By René González, ARCORES Brazil
A few years ago I had the opportunity to live in Sierra Leone, West Africa. The first thing that caught my attention when I left the airport in Freetown were the huge potholes or holes in the city streets and “highways”. Paved streets and roads would be a luxury in many African countries. It was a miracle to drive a 4×4 car on those streets and roads.
After jumping up and down in the car seat for 7 hours, I noticed that groups of two or three children were sitting on the side of the road waiting for a vehicle to appear. Suddenly, they would stand up with their hoes and shovels as a vehicle approached and start throwing sand and logs on the sections of the road where the vehicle would not get through. After smoothing the road, there was another boy from the crew waiting a few yards ahead to ask for money for the work they had done in repairing the road.
That scene was repeated several times, and within a few kilometers I ran out of money. One of the boys told me that for “justice at least I should give him something”. Actually, I didn’t know what to give him. I only had two pieces of candy that they divided among the three children. From then on, I started to always carry something to give, including the rosaries they wore as a pendant around their necks.
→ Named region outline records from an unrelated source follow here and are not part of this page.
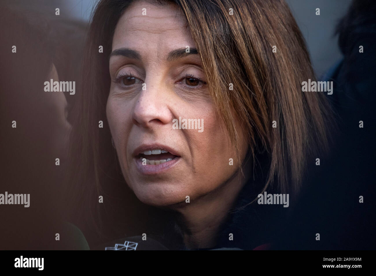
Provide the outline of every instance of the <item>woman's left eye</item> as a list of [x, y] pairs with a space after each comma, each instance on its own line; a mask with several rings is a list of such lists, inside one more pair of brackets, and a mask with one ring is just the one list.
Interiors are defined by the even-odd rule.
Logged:
[[191, 75], [186, 75], [182, 79], [184, 80], [184, 82], [187, 85], [190, 86], [197, 86], [200, 84], [204, 85], [206, 84], [206, 83], [202, 80], [200, 79], [195, 77]]

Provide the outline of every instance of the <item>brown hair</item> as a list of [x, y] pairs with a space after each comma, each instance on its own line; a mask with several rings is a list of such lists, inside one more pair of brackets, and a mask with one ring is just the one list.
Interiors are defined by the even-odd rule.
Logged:
[[[264, 190], [275, 180], [282, 192], [297, 193], [306, 157], [316, 152], [318, 145], [327, 147], [326, 122], [330, 119], [330, 109], [322, 92], [302, 91], [301, 83], [314, 80], [314, 74], [304, 39], [285, 2], [147, 2], [174, 3], [186, 17], [214, 104], [238, 156], [237, 119], [244, 126], [254, 160], [258, 153], [266, 151], [270, 169]], [[118, 21], [132, 2], [101, 1], [86, 42], [71, 160], [76, 169], [72, 181], [89, 186], [76, 187], [73, 191], [80, 191], [79, 196], [92, 202], [97, 202], [99, 195], [104, 193], [126, 186], [120, 169], [114, 169], [117, 161], [105, 109], [112, 38]], [[98, 53], [100, 45], [103, 54]], [[272, 51], [274, 45], [276, 53]], [[233, 90], [229, 90], [230, 83]], [[103, 121], [103, 128], [98, 127], [100, 120]], [[273, 121], [276, 128], [272, 127]], [[117, 194], [119, 199], [130, 202], [124, 199], [134, 199], [134, 196], [127, 195], [127, 192]], [[82, 204], [79, 208], [89, 208]], [[101, 212], [99, 208], [92, 209], [98, 212], [94, 213], [95, 217]]]

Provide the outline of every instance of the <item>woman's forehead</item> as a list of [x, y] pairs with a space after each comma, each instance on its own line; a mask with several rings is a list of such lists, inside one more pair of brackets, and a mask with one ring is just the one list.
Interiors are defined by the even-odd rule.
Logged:
[[112, 50], [136, 49], [146, 54], [152, 53], [150, 51], [154, 49], [158, 55], [163, 56], [171, 49], [187, 46], [195, 47], [185, 18], [176, 6], [140, 2], [130, 6], [120, 18], [114, 33]]

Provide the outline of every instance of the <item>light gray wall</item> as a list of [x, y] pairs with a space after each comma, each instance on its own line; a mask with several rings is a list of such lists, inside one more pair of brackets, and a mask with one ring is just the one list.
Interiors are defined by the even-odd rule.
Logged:
[[[308, 46], [318, 77], [341, 58], [337, 36], [333, 37], [338, 20], [351, 0], [285, 0]], [[316, 9], [320, 15], [316, 15]]]
[[[317, 77], [320, 77], [341, 57], [337, 38], [334, 37], [333, 35], [338, 19], [345, 14], [351, 0], [285, 1], [305, 39], [314, 68]], [[41, 5], [50, 8], [56, 6], [60, 8], [62, 15], [87, 21], [98, 1], [38, 0], [38, 5], [33, 6], [36, 8]], [[25, 3], [25, 0], [12, 0], [12, 2]], [[320, 15], [315, 15], [317, 8], [320, 9]], [[52, 10], [52, 12], [54, 12], [54, 10], [55, 8]]]

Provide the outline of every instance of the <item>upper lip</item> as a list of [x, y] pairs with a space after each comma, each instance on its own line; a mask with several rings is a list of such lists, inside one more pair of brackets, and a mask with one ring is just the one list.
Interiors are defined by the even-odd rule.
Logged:
[[133, 156], [136, 156], [140, 153], [143, 153], [146, 151], [151, 151], [153, 149], [157, 149], [167, 151], [171, 154], [176, 155], [177, 156], [180, 156], [179, 152], [169, 146], [157, 143], [149, 144], [143, 144], [141, 146], [136, 148], [136, 149], [133, 151], [132, 155]]

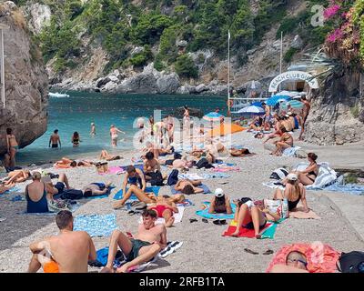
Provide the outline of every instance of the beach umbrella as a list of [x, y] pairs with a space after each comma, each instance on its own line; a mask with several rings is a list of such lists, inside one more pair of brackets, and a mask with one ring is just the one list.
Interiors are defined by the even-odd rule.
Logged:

I tell you this little story because that is the reality of many children in different parts of the world. Child labor is a very present reality in our society and sometimes invisible.
In Africa, I almost got used to seeing children working in the fields, in the forest and on the roads to get something to eat during the day or to bring some money to help their family.
Here, in Rio de Janeiro, it is common to see very young children at traffic lights selling candy, nuts and kitchen towels. It is painful to see mothers with their children beside them or in their arms begging for diapers, milk or money to buy food. Even behind this reality sometimes lies an immense cruelty. Some people rent children to poor families to beg for money on the streets and traffic lights. That way, they manage to touch the heart and the purse of those who walk down the street.
Why not talk about the prostitution of children as a form of slave labor? Why not talk about the slave labor of children inside homes? Why not talk about children working for drug traffickers?
Fear of confronting it
We are afraid to confront these issues because it is a reality that degrades our own humanity and our own values. There is a lot of talk about racism these days. In fact, it can be said that most of these working children are black or from very vulnerable family backgrounds.
Really, it is not the color of their skin, it is not the place where they live, it is something bigger and that demands from us a change of attitude, a reaction, but instead of helping, many of us prefer to run away from all these issues.
Today we have the opportunity to reflect, fight and pray against this reality that is very present in our society. Many of us, perhaps, were lucky enough to have a happy childhood and never lacked affection, food, education and moments of being able to play with other children, but we must be aware that we still have a long way to go to transform this reality and work on our own inner life. That is where the transformation of our society begins.
In fact, St. Augustine said that “slavery is not something natural, that is to say, it does not belong to the original state of the human being. It is a consequence of iniquity, adversity and particularly of war” (Quaest. in Hept. I, 153. PL 34, 590).